Member of the Grand National Assembly of Turkey
- In office 2015–2016

Personal details
- Born: 29 July 1969 (age 57) Kulp, Diyarbakır
- Party: HDP
- Alma mater: Dicle University

= Çağlar Demirel =

Kurdish politician

Çağlar Demirel (born 29 July 1969, Kulp, Turkey) is a Kurdish politician and a former member of the Grand National Assembly of Turkey of the Peoples' Democratic Party (HDP).

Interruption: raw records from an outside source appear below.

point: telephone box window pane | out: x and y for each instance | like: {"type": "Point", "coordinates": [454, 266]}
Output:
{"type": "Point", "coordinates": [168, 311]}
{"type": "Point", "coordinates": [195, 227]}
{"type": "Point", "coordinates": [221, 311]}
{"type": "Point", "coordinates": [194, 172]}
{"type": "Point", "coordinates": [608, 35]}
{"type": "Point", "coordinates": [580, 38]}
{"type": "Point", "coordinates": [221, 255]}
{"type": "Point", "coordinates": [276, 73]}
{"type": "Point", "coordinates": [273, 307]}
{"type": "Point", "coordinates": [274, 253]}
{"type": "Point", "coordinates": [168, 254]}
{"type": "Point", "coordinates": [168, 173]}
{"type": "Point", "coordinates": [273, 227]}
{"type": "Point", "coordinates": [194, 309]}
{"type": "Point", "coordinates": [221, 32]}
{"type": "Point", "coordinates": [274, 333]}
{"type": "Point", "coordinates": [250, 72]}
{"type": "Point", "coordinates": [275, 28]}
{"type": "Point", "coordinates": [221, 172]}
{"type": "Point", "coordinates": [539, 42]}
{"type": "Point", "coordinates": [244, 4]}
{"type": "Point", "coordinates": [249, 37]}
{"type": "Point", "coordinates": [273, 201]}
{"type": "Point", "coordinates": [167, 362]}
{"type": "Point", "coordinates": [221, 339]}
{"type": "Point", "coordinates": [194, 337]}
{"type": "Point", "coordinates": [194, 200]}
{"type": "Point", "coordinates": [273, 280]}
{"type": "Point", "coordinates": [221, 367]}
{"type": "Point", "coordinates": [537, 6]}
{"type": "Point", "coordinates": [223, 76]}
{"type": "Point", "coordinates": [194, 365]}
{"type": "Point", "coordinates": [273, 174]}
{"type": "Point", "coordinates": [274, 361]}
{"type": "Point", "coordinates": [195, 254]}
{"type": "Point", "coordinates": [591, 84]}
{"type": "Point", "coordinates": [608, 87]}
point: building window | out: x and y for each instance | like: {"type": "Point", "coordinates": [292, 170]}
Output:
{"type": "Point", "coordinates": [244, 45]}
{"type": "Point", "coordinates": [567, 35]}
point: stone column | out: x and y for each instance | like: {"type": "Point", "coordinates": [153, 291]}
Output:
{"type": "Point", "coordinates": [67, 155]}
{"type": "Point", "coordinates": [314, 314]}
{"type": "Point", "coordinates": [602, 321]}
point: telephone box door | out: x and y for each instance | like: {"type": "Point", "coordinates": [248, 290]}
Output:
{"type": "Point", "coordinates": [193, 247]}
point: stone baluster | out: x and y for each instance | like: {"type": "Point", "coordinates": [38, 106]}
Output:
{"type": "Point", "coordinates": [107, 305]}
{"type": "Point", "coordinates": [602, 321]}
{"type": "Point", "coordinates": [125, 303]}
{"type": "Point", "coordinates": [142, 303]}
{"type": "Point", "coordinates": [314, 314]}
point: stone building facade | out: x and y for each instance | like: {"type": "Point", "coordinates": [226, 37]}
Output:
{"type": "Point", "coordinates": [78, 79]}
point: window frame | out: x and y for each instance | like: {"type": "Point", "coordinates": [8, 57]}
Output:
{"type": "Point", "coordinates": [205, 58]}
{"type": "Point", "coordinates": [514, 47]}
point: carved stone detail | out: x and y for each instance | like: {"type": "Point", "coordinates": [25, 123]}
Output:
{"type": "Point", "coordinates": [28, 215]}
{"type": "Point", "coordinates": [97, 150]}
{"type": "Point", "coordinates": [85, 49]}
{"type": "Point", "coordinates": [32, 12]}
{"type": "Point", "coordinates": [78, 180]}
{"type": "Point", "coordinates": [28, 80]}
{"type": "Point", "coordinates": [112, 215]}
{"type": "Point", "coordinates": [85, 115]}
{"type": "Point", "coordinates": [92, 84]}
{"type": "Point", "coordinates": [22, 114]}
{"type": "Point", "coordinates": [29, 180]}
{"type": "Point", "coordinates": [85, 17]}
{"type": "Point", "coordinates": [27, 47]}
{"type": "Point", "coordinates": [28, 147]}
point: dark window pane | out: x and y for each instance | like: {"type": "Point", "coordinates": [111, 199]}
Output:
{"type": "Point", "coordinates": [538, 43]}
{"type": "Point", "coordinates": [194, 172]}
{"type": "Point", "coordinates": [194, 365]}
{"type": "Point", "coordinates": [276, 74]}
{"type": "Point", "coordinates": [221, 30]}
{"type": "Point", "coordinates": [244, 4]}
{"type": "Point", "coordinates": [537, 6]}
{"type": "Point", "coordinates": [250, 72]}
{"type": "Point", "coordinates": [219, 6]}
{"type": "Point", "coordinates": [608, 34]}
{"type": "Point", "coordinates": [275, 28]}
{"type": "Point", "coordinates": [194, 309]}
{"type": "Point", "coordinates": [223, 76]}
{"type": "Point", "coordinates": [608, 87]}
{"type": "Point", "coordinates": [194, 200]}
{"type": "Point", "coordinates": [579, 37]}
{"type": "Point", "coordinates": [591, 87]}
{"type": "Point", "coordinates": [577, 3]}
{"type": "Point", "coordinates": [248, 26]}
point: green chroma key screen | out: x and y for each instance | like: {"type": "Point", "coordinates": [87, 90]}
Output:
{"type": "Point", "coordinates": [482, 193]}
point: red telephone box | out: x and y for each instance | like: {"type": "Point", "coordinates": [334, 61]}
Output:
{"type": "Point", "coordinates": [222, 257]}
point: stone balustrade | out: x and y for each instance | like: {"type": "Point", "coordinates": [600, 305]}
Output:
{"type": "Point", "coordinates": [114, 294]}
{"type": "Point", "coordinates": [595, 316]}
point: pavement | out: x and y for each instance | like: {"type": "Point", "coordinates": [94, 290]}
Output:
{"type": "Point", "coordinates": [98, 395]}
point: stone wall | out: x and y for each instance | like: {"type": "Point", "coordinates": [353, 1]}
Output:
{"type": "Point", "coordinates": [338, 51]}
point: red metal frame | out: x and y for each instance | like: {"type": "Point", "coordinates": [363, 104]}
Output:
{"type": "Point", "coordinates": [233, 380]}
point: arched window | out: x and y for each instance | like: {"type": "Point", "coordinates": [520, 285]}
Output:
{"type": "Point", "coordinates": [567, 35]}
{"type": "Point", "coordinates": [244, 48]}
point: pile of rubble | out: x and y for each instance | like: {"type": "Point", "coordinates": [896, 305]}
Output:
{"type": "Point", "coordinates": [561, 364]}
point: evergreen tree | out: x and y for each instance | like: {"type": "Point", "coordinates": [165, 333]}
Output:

== Early life and education ==
Çağlar Demirel was born in Kulp, Diyarbakır province. She enrolled into the Dicle University where she studied nursing and graduated in 1995. Thereafter, she was an adviser on health care for several women and governmental institutions in Turkey and was involved in a variety of NGO's focusing on women's rights.

== Political career ==
She was elected as the Mayor of Derik, Mardin in the municipal elections of 2009 for the Democratic Society Party (DTP). After DTP was banned in December 2009 she joined Peace and Democracy Party (BDP). She was detained together with more than 100 other politicians of the BDP in October 2011 due to an investigation into the activities of the Kurdistan Communities Union (KCK). While in prison, she joined a hunger strike in protest of the detention conditions of Abdullah Öcalan, the detained leader of the Kurdistan Workers' Party (PKK). She was elected to the Turkish parliament in the general elections of June 2015 and re-elected In the snap elections of November 2015, both times representing the HDP for Diarbakir. Following, she became the vice-chair of the HDP parliamentarian group. As such, she supported the peace process between the Turkish Government and the PKK.

== Legal prosecution ==
On the 14 December 2016 Bianet reported that Demirel was arrested and prosecuted for membership in propagandizing for a terrorist organization. In July 2017, she was sentenced to 7 years and 6 months imprisonment for being a member of a terrorist organization. On the 17 March 2021, the State Prosecutor before the Court of Cassation Bekir Şahin filed a lawsuit before the Constitutional Court demanding for Demirel and 686 other HDP politicians a five-year ban to engage in politics together with a closure of the HDP due to their alleged organizational links with the PKK. In September 2021, the Court of Cassation ordered a retrial and Demirel was released.